25. Aynı şikâyeti içeren somut başvuruda da bu ilkelerden
ayrılmayı gerektirir bir durum bulunmayıp mülkiyet hakkına yapılan müdahalenin
ölçüsüz olduğu ve Anayasa’nın 35. maddesinde güvence altına alınan mülkiyet
hakkının ihlal edildiği sonucuna varılmıştır.
3. 6216 Sayılı Kanun'un 50. Maddesi Yönünden
26. 30/3/2011 tarihli ve 6216 sayılı Anayasa Mahkemesinin
Kuruluşu ve Yargılama Usulleri Hakkında Kanun’un 50. maddesinin (1) ve (2)
numaralı fıkraları şöyledir:
"(1) Esas inceleme sonunda, başvurucunun
hakkının ihlal edildiğine ya da edilmediğine karar verilir. İhlal kararı
verilmesi hâlinde ihlalin ve sonuçlarının ortadan kaldırılması için yapılması
gerekenlere hükmedilir...
(2)
Tespit edilen ihlal bir mahkeme kararından kaynaklanmışsa, ihlali ve sonuçlarını
ortadan kaldırmak için yeniden yargılama yapmak üzere dosya ilgili mahkemeye
gönderilir. Yeniden yargılama yapılmasında hukuki yarar bulunmayan hâllerde
başvurucu lehine tazminata hükmedilebilir veya genel mahkemelerde dava açılması
yolu gösterilebilir. Yeniden yargılama yapmakla yükümlü mahkeme, Anayasa
Mahkemesinin ihlal kararında açıkladığı ihlali ve sonuçlarını ortadan
kaldıracak şekilde mümkünse dosya üzerinden karar verir."
27. Bireysel başvuru kapsamında bir temel hak ve hürriyetin
ihlal edildiğine karar verildiği takdirde ihlalin ve sonuçlarının ortadan
kaldırıldığından söz edilebilmesi için temel kural, mümkün olduğunca eski hâle
getirmenin yani ihlalden önceki duruma dönülmesinin sağlanmasıdır.
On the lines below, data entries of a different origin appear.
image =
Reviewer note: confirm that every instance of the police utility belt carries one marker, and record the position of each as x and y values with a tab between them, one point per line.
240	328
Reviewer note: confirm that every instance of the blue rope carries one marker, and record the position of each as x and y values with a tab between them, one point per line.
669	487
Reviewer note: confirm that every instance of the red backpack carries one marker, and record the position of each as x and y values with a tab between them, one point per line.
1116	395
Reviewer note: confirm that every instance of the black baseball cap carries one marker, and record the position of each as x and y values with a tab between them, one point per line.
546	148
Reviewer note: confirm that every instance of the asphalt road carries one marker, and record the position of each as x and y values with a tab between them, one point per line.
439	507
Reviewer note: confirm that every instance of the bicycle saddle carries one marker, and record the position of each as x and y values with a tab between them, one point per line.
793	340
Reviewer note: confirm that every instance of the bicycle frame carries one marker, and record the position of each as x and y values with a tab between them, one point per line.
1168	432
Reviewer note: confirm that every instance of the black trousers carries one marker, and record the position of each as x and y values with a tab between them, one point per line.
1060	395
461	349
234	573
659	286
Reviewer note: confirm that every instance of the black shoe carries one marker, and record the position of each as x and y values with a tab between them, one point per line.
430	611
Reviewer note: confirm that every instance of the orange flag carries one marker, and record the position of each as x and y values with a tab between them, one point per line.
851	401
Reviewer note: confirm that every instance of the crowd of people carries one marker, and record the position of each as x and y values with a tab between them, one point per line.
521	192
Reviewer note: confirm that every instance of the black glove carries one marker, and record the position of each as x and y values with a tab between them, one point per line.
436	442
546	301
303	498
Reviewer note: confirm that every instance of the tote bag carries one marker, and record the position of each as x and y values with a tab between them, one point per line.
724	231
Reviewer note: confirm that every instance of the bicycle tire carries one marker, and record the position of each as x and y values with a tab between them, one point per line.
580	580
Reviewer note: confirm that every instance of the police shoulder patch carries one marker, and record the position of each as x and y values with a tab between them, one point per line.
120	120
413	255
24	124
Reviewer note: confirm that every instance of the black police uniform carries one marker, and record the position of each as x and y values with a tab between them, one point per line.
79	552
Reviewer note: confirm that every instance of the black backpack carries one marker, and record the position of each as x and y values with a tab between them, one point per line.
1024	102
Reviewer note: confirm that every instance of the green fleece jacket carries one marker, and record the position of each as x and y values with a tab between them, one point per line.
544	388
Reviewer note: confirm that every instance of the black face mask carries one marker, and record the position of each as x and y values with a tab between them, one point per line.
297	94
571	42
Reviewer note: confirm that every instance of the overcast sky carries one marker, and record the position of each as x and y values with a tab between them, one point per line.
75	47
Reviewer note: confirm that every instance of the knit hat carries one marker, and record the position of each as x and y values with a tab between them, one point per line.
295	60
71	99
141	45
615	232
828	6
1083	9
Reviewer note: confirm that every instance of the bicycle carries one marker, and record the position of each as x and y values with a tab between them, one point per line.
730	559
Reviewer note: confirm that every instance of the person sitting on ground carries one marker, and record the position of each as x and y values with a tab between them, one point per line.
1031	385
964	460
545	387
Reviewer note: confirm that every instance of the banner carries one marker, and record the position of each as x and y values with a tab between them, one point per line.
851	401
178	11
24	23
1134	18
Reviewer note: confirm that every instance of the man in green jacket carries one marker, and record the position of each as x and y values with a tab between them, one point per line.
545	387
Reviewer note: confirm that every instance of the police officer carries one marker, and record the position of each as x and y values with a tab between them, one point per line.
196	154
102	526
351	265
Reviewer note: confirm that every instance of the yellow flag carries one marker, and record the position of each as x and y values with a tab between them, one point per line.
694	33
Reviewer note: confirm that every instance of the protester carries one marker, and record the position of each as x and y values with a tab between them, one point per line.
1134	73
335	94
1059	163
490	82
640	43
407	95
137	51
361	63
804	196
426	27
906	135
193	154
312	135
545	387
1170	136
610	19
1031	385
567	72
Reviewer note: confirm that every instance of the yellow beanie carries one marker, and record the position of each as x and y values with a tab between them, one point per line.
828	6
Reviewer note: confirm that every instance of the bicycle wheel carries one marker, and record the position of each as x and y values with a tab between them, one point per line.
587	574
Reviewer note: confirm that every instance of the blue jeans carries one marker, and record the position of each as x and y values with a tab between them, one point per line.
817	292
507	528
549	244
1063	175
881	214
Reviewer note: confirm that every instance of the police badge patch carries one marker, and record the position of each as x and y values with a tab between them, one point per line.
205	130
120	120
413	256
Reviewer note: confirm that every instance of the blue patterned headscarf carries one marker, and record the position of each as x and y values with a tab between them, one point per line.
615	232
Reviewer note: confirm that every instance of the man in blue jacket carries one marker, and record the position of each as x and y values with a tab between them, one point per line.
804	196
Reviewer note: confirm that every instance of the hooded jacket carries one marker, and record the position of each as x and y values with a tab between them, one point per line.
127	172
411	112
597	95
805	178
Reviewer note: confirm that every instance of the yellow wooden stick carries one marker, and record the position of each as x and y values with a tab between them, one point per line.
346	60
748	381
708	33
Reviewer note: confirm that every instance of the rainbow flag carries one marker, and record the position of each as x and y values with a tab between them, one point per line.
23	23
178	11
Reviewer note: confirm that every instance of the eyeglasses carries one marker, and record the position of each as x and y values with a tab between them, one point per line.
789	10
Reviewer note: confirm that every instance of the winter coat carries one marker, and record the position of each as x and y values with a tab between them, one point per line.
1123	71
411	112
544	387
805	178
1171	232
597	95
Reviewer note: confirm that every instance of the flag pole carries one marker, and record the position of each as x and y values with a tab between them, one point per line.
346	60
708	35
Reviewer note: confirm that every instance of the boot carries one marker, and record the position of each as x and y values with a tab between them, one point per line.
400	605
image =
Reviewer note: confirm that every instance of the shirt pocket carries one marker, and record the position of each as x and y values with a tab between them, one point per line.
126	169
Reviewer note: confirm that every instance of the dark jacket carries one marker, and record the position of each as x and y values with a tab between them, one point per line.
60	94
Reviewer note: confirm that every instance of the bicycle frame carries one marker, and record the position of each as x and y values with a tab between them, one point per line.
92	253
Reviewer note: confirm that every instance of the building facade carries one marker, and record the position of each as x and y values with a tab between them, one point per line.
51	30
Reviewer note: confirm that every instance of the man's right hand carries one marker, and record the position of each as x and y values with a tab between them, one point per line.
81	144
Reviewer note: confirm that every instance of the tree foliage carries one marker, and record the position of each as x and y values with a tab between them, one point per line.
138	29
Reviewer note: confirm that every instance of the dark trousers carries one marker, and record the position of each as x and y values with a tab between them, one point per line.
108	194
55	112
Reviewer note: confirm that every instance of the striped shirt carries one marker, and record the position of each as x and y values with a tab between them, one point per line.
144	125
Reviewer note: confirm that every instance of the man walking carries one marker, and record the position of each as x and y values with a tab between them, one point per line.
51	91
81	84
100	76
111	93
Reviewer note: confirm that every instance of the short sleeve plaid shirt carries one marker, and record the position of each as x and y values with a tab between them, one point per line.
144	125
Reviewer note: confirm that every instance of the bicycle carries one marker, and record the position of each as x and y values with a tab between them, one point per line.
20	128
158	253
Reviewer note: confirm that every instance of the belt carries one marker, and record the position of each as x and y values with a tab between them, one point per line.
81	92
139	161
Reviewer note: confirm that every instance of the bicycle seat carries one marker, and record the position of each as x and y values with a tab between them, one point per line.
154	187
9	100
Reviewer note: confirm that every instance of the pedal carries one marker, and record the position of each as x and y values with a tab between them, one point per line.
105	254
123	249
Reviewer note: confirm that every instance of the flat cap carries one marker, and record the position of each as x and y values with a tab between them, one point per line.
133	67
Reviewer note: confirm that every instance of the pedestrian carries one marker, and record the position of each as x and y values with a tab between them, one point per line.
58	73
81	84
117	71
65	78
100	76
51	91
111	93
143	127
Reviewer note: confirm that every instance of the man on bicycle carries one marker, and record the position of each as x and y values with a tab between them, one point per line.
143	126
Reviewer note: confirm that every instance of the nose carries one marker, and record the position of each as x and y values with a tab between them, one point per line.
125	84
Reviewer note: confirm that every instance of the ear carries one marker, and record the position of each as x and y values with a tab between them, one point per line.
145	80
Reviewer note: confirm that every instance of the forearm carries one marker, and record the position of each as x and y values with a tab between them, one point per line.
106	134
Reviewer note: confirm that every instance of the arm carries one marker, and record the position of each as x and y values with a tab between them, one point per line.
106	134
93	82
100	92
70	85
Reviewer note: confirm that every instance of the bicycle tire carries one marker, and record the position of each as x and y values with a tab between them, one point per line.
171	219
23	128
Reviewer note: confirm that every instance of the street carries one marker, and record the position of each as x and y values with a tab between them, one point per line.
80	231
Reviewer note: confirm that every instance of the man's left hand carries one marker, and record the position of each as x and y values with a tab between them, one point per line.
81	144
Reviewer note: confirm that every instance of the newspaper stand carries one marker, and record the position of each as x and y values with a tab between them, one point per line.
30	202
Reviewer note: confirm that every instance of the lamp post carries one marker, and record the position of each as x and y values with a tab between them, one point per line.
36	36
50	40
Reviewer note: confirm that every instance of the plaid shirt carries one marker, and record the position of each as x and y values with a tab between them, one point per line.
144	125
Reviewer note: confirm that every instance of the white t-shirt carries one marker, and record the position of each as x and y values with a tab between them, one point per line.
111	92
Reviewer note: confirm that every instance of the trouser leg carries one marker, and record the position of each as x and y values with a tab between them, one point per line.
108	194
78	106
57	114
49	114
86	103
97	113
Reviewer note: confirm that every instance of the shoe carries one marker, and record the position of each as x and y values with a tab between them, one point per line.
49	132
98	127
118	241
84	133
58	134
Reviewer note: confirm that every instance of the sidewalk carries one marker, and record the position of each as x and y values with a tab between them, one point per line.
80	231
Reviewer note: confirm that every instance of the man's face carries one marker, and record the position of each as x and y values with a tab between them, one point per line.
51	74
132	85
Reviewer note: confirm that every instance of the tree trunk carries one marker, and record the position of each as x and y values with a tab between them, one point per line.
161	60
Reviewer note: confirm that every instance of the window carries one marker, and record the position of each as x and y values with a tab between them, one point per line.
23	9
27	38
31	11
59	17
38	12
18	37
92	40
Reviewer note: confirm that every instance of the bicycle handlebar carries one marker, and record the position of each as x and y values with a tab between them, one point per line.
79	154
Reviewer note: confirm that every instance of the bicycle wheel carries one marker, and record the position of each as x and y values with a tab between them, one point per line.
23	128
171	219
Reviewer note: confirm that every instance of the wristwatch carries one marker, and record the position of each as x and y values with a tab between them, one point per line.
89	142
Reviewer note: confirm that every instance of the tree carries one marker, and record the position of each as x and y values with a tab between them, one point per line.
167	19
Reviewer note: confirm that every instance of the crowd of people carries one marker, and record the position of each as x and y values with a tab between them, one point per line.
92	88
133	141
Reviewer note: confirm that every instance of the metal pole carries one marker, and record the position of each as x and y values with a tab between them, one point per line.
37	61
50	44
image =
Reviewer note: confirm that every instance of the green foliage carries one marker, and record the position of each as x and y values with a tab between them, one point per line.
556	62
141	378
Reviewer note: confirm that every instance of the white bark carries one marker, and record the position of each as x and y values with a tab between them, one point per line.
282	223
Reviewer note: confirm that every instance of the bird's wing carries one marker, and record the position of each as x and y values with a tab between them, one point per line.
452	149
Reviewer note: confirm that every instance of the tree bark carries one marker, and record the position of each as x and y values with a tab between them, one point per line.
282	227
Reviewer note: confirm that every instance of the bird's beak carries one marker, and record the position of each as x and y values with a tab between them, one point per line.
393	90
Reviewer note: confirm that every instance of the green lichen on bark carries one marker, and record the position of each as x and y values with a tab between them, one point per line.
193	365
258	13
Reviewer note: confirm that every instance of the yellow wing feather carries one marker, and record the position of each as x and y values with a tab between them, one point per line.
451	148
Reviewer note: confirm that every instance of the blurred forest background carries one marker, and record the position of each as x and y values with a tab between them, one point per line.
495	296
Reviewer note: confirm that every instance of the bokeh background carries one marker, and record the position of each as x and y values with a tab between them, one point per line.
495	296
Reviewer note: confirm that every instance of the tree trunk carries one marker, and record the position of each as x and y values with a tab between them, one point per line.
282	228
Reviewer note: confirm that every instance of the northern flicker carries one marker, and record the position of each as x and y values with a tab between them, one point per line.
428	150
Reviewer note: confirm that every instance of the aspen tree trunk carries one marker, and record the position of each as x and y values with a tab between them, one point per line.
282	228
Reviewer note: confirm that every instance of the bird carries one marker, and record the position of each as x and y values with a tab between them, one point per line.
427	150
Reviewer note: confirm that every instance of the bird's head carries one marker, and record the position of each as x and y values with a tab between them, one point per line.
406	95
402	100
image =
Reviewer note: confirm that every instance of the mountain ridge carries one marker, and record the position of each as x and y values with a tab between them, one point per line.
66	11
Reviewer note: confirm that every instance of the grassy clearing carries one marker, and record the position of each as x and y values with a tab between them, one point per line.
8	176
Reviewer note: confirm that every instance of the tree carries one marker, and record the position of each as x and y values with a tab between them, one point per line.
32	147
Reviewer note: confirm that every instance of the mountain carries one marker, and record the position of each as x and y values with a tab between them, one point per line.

Bunun için
ise öncelikle devam eden ihlalin durdurulması, ihlale konu kararın veya işlemin
ve bunların yol açtığı sonuçların ortadan kaldırılması, varsa ihlalin sebep
olduğu maddi ve manevi zararların giderilmesi, ayrıca bu bağlamda uygun görülen
diğer tedbirlerin alınması gerekmektedir (Mehmet
Doğan [GK], B. No: 2014/8875, 7/6/2018, § 55).
28. İhlalin ve sonuçlarının ortadan kaldırılması için yapılması
gerekenlere hükmedilmeden önce ihlalin kaynağının belirlenmesi gerekir. Buna
göre ihlal; idari eylem ve işlemler, yargısal işlemler veya yasama işlemlerinden
kaynaklanabilir. İhlalin kaynağının belirlenmesi uygun giderim yolunun
belirlenebilmesi bakımından önem taşımaktadır (Mehmet
Doğan, § 57).
29.
İhlalin mahkeme kararından kaynaklandığı durumlarda 6216 sayılı Kanun’un 50.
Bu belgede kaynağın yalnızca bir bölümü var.